Of course, other matters of crucial importance will feature on this year’s schedule. The rollout of 5G, cybersecurity in an increasingly connected world, the “fourth industrial revolution”, shifts in consumerism, healthcare and even paid parental leave will all demand attention, no matter how many enthusiastic climate activists show up.

Tuesday, January 21st

Results: Halliburton, United Airlines.
Indicators: Euro zone economic sentiment index (Jan); UK unemployment (Nov), average earnings (Nov); German economic sentiment index (Jan).
Meetings: Moody's annual Credit Trends conference (Westbury Hotel, Dublin); Schrödinger's Smart City talk on surveillance and sustainability in urban centres by Queen's University law professor Daithí Mac Síthigh (Institute of International and European Affairs, North Great George's Street, Dublin 1).

In 2017, China upped the ante on the world’s digital future and how societies might respond. Due to be rolled out this year, the one-party State has developed the concept of “social credit”. Essentially, this would use big data technology to collect information on its citizens and analyse it to rate individual “behaviour”, including financial creditworthiness and personal conduct.

For anyone in the west, it would seem a chillingly unacceptable notion, but how cities in particular use technology in the future is still very much open to debate - a long held truth is that policy often fails to keep pace with technology.
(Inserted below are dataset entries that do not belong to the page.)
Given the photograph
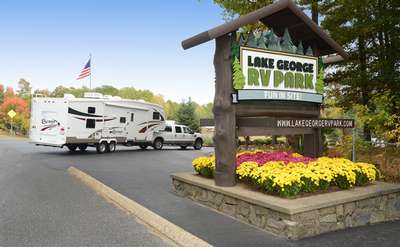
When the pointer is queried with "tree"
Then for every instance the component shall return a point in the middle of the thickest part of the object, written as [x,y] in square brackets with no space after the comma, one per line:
[24,89]
[9,92]
[238,77]
[186,115]
[369,32]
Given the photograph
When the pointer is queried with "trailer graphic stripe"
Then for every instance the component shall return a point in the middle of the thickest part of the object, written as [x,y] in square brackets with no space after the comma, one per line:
[79,113]
[142,130]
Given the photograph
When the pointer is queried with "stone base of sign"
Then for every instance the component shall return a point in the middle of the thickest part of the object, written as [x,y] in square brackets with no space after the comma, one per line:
[294,218]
On Tuesday, Daithí Mac Síthigh, professor of law and innovation at Queen’s University Belfast, will give a talk on smart cities, surveillance and sustainability at the Institute for International and European Affairs in Dublin.

As well as China’s unique controversial approach, Mac Síthigh will consider the specifics of facial recognition technology and the high-tech redevelopment of Toronto’s waterfront, as well as broader issues such as the law and justifications for collecting and using data.

Wednesday, January 22nd

Results: Abbott Labs, Johnson & Johnson, Netflix.
Indicators: Irish wholesale price index (Dec); UK public sector net borrowing (Dec); US house price index (Nov).

Thursday, January 23rd

Results: Abbvie, American Airlines, Colgate-Palmolive, Intel, JetBlue Airways, Procter & Gamble, Southwest Airlines.
Indicators: Euro zone consumer confidence flash (Jan); UK business optimism index (Q1), industrial trends orders (Jan).

Meetings: European Central Bank interest rate decision and marginal lending rate; Tender Starter Workshop helping businesses put tender documents together (WeWork Harcourt Road, Dublin 2); Fianna Fáil leader Micheál Martin addresses Dublin Chamber in first of its 2020 Political Leaders series (Dublin Chamber, 7 Clare Street, Dublin 2).

Friday, January 24th

Results: American Express, Givaudan.
Indicators: Euro zone manufacturing, services and composite PMI flash (Jan); UK manufacturing, services and composite PMI flash (Jan), distributive trades (Jan); German manufacturing, services and composite PMI flash (Jan); US manufacturing, services and composite PMI flash (Jan).